A teoria microeconômica não é romântica ao descrever o comportamento de uma firma: seu objetivo é maximizar seu lucro. Assim, a escolha racional de empregadores diante de decisões trabalhistas como essas será prejudicial justamente para os empregados. O Judiciário trabalhista tem sido pródigo em, ao julgar ações, decidir de maneira que nos casos concretos parece favorável os trabalhadores, mas acaba sendo deletéria para eles. Esse resultado decorre, ironicamente, de idealizar o comportamento (natural) das empresas.

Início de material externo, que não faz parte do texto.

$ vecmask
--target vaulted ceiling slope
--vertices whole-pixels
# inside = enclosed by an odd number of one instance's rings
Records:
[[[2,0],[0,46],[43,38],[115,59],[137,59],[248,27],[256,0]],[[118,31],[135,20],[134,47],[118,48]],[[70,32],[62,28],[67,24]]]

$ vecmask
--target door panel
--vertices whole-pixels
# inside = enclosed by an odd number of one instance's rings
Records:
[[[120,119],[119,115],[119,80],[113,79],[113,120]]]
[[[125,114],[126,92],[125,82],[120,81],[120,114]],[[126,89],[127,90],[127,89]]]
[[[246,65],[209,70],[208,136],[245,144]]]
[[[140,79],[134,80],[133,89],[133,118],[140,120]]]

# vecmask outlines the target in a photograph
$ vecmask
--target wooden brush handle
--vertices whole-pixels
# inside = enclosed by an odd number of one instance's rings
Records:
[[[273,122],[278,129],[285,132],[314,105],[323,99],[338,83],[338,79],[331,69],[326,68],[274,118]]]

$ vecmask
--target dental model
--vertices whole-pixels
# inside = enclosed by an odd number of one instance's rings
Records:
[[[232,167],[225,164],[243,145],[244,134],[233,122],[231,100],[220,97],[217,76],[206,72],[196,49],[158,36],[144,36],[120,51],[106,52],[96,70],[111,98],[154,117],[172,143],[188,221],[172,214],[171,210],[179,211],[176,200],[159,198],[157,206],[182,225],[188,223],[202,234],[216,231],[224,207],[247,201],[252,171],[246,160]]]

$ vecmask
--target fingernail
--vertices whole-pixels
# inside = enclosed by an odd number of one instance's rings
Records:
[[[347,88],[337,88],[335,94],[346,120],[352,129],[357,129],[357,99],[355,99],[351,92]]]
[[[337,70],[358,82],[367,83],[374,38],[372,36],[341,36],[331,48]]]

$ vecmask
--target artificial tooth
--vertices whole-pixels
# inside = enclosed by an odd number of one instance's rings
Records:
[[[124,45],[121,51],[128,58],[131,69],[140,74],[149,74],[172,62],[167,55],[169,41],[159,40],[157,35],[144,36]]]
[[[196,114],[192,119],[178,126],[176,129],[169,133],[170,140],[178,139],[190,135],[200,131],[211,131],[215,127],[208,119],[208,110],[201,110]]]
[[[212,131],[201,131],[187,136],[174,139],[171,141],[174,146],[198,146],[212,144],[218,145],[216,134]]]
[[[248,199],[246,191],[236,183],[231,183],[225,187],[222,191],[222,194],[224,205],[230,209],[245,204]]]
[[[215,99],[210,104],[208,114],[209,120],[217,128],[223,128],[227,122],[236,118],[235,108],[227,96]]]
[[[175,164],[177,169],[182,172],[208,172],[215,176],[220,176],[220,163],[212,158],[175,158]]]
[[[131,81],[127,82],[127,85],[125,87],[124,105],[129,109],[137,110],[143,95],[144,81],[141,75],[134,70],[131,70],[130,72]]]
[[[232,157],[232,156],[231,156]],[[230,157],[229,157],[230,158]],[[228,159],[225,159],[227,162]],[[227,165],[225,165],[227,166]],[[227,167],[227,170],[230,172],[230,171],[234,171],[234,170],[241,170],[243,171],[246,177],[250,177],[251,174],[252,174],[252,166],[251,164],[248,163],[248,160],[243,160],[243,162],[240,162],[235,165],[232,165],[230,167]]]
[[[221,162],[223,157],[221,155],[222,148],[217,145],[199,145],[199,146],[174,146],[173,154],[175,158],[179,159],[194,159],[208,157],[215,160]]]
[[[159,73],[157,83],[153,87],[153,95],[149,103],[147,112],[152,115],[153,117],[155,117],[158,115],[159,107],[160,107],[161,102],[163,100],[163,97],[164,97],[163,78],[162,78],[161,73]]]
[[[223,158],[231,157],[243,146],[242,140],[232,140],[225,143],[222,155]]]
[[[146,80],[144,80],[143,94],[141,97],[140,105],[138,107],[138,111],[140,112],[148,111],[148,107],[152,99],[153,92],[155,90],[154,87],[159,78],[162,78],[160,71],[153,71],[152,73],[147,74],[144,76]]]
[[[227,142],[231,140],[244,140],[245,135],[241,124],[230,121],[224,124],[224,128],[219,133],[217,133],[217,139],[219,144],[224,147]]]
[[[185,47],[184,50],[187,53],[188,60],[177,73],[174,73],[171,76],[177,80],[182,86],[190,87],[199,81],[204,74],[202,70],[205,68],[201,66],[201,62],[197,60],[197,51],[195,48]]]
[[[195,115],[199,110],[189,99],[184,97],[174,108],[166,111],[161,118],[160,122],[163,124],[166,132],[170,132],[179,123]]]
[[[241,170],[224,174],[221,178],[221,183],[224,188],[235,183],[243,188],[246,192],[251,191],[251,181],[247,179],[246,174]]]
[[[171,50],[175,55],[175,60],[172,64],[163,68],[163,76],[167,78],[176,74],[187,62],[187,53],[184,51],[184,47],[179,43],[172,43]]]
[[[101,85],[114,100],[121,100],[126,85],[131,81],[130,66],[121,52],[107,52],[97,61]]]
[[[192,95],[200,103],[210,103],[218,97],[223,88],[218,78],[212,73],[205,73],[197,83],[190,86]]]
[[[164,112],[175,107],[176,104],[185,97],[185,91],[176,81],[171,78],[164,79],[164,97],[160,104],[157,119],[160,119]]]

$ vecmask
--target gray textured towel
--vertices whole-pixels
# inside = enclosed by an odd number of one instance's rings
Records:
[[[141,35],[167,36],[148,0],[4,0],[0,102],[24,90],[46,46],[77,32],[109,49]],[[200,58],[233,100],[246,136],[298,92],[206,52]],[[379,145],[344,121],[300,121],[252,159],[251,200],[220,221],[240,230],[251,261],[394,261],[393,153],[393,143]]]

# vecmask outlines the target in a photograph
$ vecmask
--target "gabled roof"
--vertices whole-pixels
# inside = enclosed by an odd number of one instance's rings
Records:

Individualmente, os julgamentos podem fazer sentido. No agregado, não. Mesmo o TST, que poderia ter uma melhor visão do todo, não tem os insumos do Parlamento para legislar. E também falha ao não antecipar a reação empresarial. A regulação do trabalho no Brasil precisa trabalhar com esta restrição: buscar o melhor para o trabalhador ciente de que o DNA da empresa é visar o lucro.

Um segundo problema que existe no arcabouço que rege o trabalho no Brasil é o seu confinamento na lógica de mais-valia e na oposição entre capital e trabalho. Outra oposição, talvez mais relevante, é aquela tácita entre incluídos e excluídos. Cerca de metade de força de trabalho está incluída na legislação trabalhista, e metade está excluída, desempregada ou informal. O instinto protetor sobre o primeiro grupo pode prejudicar o segundo.

Pelo dilema insider-outsider, o ganho do incluído pode significar perda para o excluído, e vice versa. Um exemplo presente na reforma trabalhista é a inovação do trabalho intermitente, uma controversa nova forma de contratação, por hora. Um bar poderia ampliar o número de garçons contratados no fim de semana, permitindo a inclusão de excluídos: desempregados para quem trabalhar algumas horas por mês é um avanço ante não trabalhar hora nenhuma.

Por outro lado, a mudança permitiria ao bar ter menos empregados no seu quadro fixo, pela menor demanda nos outros dias. Isso seria perda para incluídos contratados por toda a semana, que passariam a trabalhar apenas no fim de semana. Esse dilema ainda aparece pouco no debate sobre a legislação e a Justiça trabalhistas, em que predomina a visão do conflito capital-trabalho, sem que se perceba que existe um terceiro grupo afetado por essas normas e decisões e sem que se note o conflito invisível entre incluídos e excluídos.

Um terceiro raciocínio que precisa ser aprimorado nesta discussão é o que defende não precisarmos de mudanças na CLT ou no Judiciário, uma vez que não houve mudanças nos últimos anos, nem quando o desemprego caiu, nem quando o desemprego subiu. O argumento, expresso nas redes pela atriz Camila Pitanga, tem lógica: uma mudança na legislação não é uma varinha de condão que resolva sozinha os problemas de renda do País. Entretanto, mesmo quando esteve bom, o funcionamento do mercado de trabalho era muito ruim.

Até no período de boom, com desemprego em baixa, convivemos com informalidade alta e produtividade estagnada, negativa em alguns setores. As estatísticas também escondiam o desemprego oculto pelo desalento, o que se refere ao “desempregado raiz”: o desempregado que já desistiu de procurar ocupação e não aparece mais nos dados oficiais. A baixa taxa oficial também não revelava a “desigualdade de desemprego”: os indicadores muito piores para mulheres, negros e jovens, grupos normalmente esquecidos nessa discussão.

Cabe ao juiz do Trabalho ativista entender melhor que os indicadores do mercado de trabalho – que não se resumem à taxa de desemprego – são sensíveis às suas decisões, que a soma de decisões individuais bem-intencionadas pode provocar a exclusão de largas parcelas da população e que o empresário tende a reagir racional e defensivamente ao seu ativismo, transferindo riscos para o trabalhador (até mesmo para o excluído, quando foge da contratação formal). Sem essa visão mais ampla a Justiça do Trabalho corre o risco de continuar sendo vista como um elefante em loja de cristais.

 

* PEDRO FERNANDO NERY É CONSULTOR LEGISLATIVO DO SENADO PARA ECONOMIA DO TRABALHO E PROFESSOR DO INSTITUTO BRASILIENSE DE DIREITO PÚBLICO

 

 

O Estado de São Paulo, n. 45175, 24/06/2017. Espaço Aberto, p. A2.